May 7, 1967, was a beautiful day in Hometown, Ill. I honestly cannot recall the weather – being early May in the suburbs of Chicago, it could have been rain, snow, sun – even a tornado. What was beautiful about the day was that I received the Lord in holy Communion for the first time.

There we were, the girls in their white dresses and veils and the boys in white shirts and ties, all lined up by height – so I was third in the boys’ line – processing into the Quonset-hut church of my home parish, Our Lady of Loretto.

The date of my first Communion is etched in my mind because it was the gateway to so much more in life. I was able to bring Jesus not only into my heart, but also physically into my body. The bread and wine had been transformed, transubstantiated – changed in substance – from bread and wine into the Body and Blood of the Savior. But it still looked like bread and wine.

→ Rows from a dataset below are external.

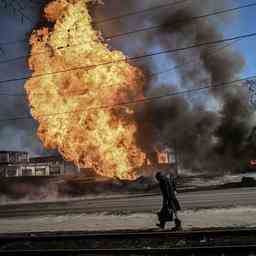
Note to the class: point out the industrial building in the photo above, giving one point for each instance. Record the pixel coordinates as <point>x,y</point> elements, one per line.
<point>19,164</point>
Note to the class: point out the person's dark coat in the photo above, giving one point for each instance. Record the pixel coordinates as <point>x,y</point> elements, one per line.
<point>168,188</point>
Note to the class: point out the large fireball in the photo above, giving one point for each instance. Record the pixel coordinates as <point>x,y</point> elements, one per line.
<point>76,76</point>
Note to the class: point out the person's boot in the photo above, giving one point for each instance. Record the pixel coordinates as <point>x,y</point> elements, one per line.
<point>177,225</point>
<point>161,224</point>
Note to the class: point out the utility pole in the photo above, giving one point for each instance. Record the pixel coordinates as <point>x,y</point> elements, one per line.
<point>176,158</point>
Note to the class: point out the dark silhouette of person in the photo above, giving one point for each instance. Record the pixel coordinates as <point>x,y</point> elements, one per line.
<point>170,203</point>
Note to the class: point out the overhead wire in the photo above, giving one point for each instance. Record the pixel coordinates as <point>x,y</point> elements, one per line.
<point>143,100</point>
<point>133,32</point>
<point>161,52</point>
<point>150,76</point>
<point>113,18</point>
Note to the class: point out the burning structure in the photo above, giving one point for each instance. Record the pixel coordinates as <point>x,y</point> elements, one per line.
<point>79,90</point>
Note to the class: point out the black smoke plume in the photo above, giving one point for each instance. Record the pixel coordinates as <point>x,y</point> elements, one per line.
<point>210,129</point>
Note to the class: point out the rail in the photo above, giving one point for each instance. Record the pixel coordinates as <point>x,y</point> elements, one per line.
<point>217,250</point>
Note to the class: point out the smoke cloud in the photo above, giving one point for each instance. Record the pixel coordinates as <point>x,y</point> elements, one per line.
<point>210,129</point>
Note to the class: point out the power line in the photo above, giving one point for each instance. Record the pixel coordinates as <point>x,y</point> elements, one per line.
<point>139,101</point>
<point>112,18</point>
<point>133,58</point>
<point>150,76</point>
<point>140,12</point>
<point>136,31</point>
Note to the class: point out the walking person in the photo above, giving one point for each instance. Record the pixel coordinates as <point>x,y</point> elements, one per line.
<point>170,203</point>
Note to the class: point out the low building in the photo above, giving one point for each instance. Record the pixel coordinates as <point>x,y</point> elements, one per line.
<point>18,164</point>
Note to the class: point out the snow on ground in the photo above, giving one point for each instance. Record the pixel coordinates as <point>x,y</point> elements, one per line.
<point>212,218</point>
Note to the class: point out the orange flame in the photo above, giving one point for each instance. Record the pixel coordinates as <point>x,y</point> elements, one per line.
<point>69,105</point>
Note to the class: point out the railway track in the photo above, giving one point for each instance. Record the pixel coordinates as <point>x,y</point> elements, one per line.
<point>246,250</point>
<point>201,242</point>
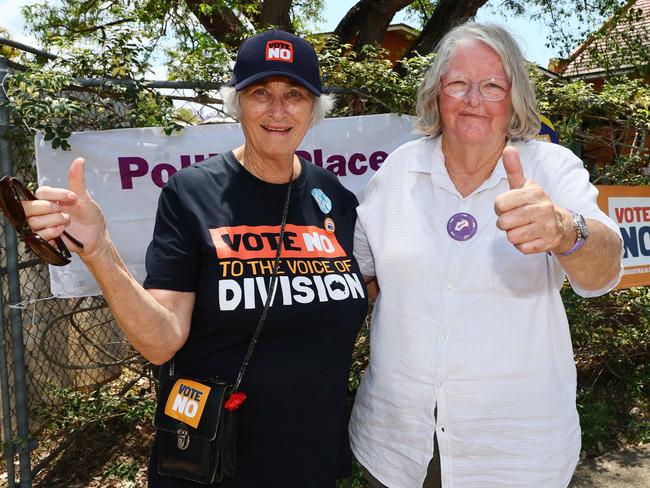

The Real Presence of Christ in the Eucharist was hard for us to understand as 7-year-olds, but we learned that important tenet of our faith from the parish priests and the Dominican sisters who taught at OLL.

Years later, at a liturgical workshop in the parish hall, I listened to a priest who talked about how the thin, unleavened wafers used for Communion didn’t look or taste like most of the bread we ate on a daily basis. Quite honestly, he said, it sometimes took more faith to believe that the host was bread than to believe it would become the Body and Blood of Christ.

The sad fact is that, today, most Catholics don’t believe that the host becomes the Real Presence of Christ. In a Pew Research Center study released in 2019, almost seven out of 10 Catholics believe that Communion is a symbol of Jesus, and a third of those people know the church teaching about transubstantiation, but just don’t believe it.

Think back to your own first holy Communion – and all the Communions since then. Why would you receive a minimal piece of bread and a sip of wine if not for what it truly is?

When we go to the altar to receive, we create a throne with our hands, where the Communion minister can place the host, so that we can pick it up reverently and take it into our body. Why would we have such a formal ritual for receiving Communion if it were not that the King of Kings is truly becoming part of us?

So, it is concerning that so many Catholics – even the ones who attend church regularly – don’t understand this “inestimable gift” that we can receive again and again.

“This sacrifice is so decisive for the salvation of the human race that Jesus Christ offered it and returned to the Father only after he had left us a means of sharing in it as if we had been present there,” Pope St. John Paul II said in “Ecclesia de Eucharistia,” his 2003 encyclical. “Each member of the faithful can thus take part in it and inexhaustibly gain its fruits.”

This is why Archbishop William E. Lori accepted and implemented the recommendation of the priests of the archdiocese, who encouraged him to set aside time to renew faith in the Real Presence of Christ in the Eucharist and to educate the faithful about its gifts.

The archbishop announced a Year of the Eucharist that will begin on the feast of the Body and Blood of Christ – Corpus Christi, June 6 – and end a year later. This will be a time for each of us to grow more deeply in love with Jesus and each other, and to understand this great mystery, this great gift we received at our first Communion and can continue to receive.